Signer en ligne Il faut de toute urgence protéger les civils en Irak

Depuis l’avancée des combattants de l’État islamique (l’EI, anciennement État islamique en Irak et au Levant – EIIL) dans les villages et les villes du nord de l’Irak au mois de juin, des centaines de milliers de personnes appartenant à des minorités religieuses, ainsi qu’à d’autres groupes, sont contraintes de quitter leur foyer. Le 2 août, les forces de l’EI se sont emparées de la ville de Sinjar, dans le nord de l’Irak. Des milliers de civils habitant Sinjar et les environs, pour la plupart membres de la communauté des Yézidis, ont fui la zone et cherché refuge dans d’autres régions, notamment au Gouvernement régional du Kurdistan (KRG) et en Syrie, après avoir été bloqués pendant des jours dans les montagnes sans eau ni nourriture.

Deux semaines auparavant, le 18 juillet, on a assisté à l’exode massif des familles chrétiennes de Mossoul, l’EI leur ayant donné un ultimatum : se convertir, payer une taxe, partir ou mourir. De nombreux chiites, ainsi que des sunnites vivant dans le nord, avaient fui leur foyer au cours des semaines précédentes, craignant les attaques de l’EI ou des forces de sécurité irakiennes. La majorité des personnes déplacées depuis juin tentent de gagner la région du Kurdistan irakien ou y sont actuellement hébergées par des amis ou de la famille.

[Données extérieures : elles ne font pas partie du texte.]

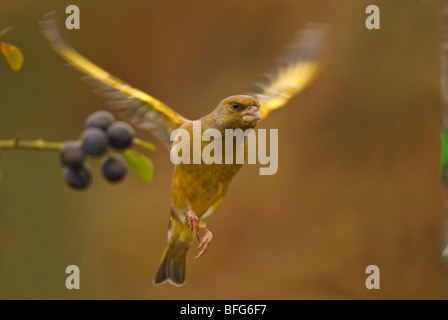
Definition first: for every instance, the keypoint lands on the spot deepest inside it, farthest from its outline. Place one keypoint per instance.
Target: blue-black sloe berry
(114, 168)
(120, 135)
(79, 178)
(94, 141)
(100, 119)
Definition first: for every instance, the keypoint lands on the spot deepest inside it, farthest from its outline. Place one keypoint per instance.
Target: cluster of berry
(101, 132)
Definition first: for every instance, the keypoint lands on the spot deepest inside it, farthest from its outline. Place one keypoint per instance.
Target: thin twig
(37, 144)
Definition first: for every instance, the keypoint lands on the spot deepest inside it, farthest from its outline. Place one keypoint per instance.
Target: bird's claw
(205, 243)
(193, 222)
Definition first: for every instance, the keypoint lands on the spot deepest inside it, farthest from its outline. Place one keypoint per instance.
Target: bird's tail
(172, 266)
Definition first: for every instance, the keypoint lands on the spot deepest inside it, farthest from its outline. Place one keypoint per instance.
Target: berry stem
(144, 144)
(37, 144)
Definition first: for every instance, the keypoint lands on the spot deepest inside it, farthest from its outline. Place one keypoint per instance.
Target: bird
(197, 190)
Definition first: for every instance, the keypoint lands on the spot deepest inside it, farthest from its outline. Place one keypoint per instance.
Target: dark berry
(100, 119)
(94, 141)
(77, 178)
(71, 154)
(114, 168)
(120, 135)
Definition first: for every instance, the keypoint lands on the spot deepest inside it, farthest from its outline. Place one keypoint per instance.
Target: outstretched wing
(295, 71)
(139, 107)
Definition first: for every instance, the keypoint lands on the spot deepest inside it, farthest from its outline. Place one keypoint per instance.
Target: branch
(37, 144)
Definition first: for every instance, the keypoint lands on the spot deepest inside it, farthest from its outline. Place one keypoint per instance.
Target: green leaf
(444, 155)
(144, 144)
(140, 165)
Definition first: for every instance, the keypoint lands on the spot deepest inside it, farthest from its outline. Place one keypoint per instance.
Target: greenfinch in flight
(197, 190)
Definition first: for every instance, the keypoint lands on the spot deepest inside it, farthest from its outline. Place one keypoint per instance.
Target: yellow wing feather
(141, 108)
(295, 71)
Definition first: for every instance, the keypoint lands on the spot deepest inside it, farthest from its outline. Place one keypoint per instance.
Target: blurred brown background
(359, 151)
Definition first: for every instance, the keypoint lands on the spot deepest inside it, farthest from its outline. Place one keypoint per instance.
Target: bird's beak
(251, 114)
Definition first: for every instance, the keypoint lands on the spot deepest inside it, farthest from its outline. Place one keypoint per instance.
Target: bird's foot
(193, 222)
(205, 242)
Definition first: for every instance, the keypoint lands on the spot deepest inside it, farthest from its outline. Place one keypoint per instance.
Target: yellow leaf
(13, 55)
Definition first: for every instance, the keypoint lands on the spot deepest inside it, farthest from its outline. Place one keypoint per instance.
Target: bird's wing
(139, 107)
(295, 71)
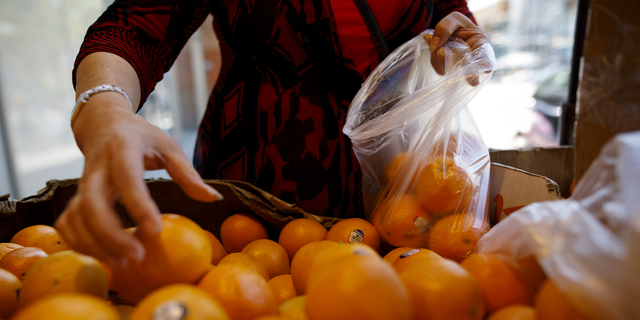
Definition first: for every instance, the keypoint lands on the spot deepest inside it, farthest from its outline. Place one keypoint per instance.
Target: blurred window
(533, 42)
(39, 40)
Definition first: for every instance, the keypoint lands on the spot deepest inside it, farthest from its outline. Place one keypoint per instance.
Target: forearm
(104, 68)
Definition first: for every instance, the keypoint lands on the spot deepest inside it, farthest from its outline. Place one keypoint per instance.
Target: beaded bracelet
(85, 96)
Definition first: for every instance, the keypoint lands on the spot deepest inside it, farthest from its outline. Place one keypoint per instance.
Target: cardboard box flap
(555, 163)
(511, 189)
(48, 204)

Les gouvernements des États-Unis et d’Europe ont annoncé l’acheminenemnt d’aide humanitaire aux personnes déplacées par le conflit. Parmi les centaines de survivants des monts Sinjar qui se sont entretenus avec Amnesty International mi-juillet, la plupart ont déclaré qu’une aide modeste leur était parfois parvenue lorsqu’ils étaient bloqués dans les montagnes, mais que les bouteilles d’eau larguées éclataient souvent à l’impact et que les parachutages sont arrivés tardivement, car beaucoup avaient déjà quitté les montagnes. Une grande partie des personnes déplacées dans la région du Kurdistan irakien ont raconté avoir été aidées par des proches ou des amis, car elles n’avaient nulle part où aller. À partir de mi-juillet, l’aide humanitaire a commencé à parvenir à certaines personnes dans le besoin, mais des attaques contre la population civile continuent d’être signalées, entraînant le départ de nouveaux civils chaque jour. C’est pourquoi il est essentiel que la communauté internationale, le gouvernement irakien et le Gouvernement régional du Kurdistan apportent une aide internationale et mènent une action concertée pour répondre aux besoins de ces populations.

Parallèlement, les États-Unis ont lancé une action militaire en Irak contre l’EI, notamment des frappes aériennes, et d’autres pays ont annoncé fournir un soutien militaire aux gouvernements irakien et kurde pour leurs opérations contre l’EI.

Tandis que les groupes minoritaires sont contraints de fuir, plus d’un million de musulmans sunnites habitant à Mossoul et dans des zones contrôlées par l’EI ne peuvent pas partir en raison des combats qui opposent ce groupe armé aux forces gouvernementales irakiennes et kurdes, et en raison des frappes aériennes. Certains ont péri lors de frappes aériennes conduites par les forces gouvernementales irakiennes.

En juillet, Amnesty International a publié un rapport recensant les atteintes aux droits humains commises par l’EI, ainsi que par les forces armées irakiennes. Ce rapport attirait l’attention sur le risque accru encouru par les civils du fait de la multiplication des frappes aériennes, et présentait plusieurs cas de civils victimes des frappes aériennes lancées par le gouvernement irakien en juin et en juillet, à Mossoul et aux environs.